Berlin: Vorerst kein Amri-Ausschuss
Die Opposition wirft der Koalition bei der Terror-Aufklärung ein Spiel auf Zeit vor.
BERLIN (csh/jd/rky) Die Koalitionsspitzen von Union und SPD haben sich darauf verständigt, offene Fragen im Fall des Berliner Weihnachtsmarkt-Attentäters Anis Amri zunächst über eine interne Ermittlergruppe der Geheimdienst-Kontrolleure des Parlaments aufzuklären. Ein Sprecher der SPD-Fraktion sagte gestern in Berlin, die sogenannte Task Force könne mit der parlamentarischen Aufklärung sofort beginnen und schnell zu Ergebnissen kommen. Einen Untersuchungsausschuss soll es also zunächst nicht geben, ausgeschlossen wird er jedoch auch nicht.
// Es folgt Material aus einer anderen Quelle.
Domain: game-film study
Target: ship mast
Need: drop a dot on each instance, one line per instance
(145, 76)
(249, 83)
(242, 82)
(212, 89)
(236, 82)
Nach der Sitzung des Parlamentarischen Kontrollgremiums am Montagabend befassen sich heute auch der Rechts- sowie der Innenausschuss des Bundestages mit dem Fall. Die Unionsfraktion betonte, dass man bei der Aufklärung die aktive Unterstützung der Länder erwarte. Die Grünen warfen der Bundesregierung hingegen vor, die Aufklärung anscheinend aufschieben zu wollen und bezogen sich auf eine beantragte Fristverlängerung für eine Kleine Anfrage zu dem Fall.
Der Tunesier Amri war den Behörden als sogenannter Gefährder bekannt. Er raste kurz vor Weihnachten mit einem Lastwagen auf einen Berliner Weihnachtsmarkt und tötete zwölf Menschen. Rund 50 wurden teils schwer verletzt.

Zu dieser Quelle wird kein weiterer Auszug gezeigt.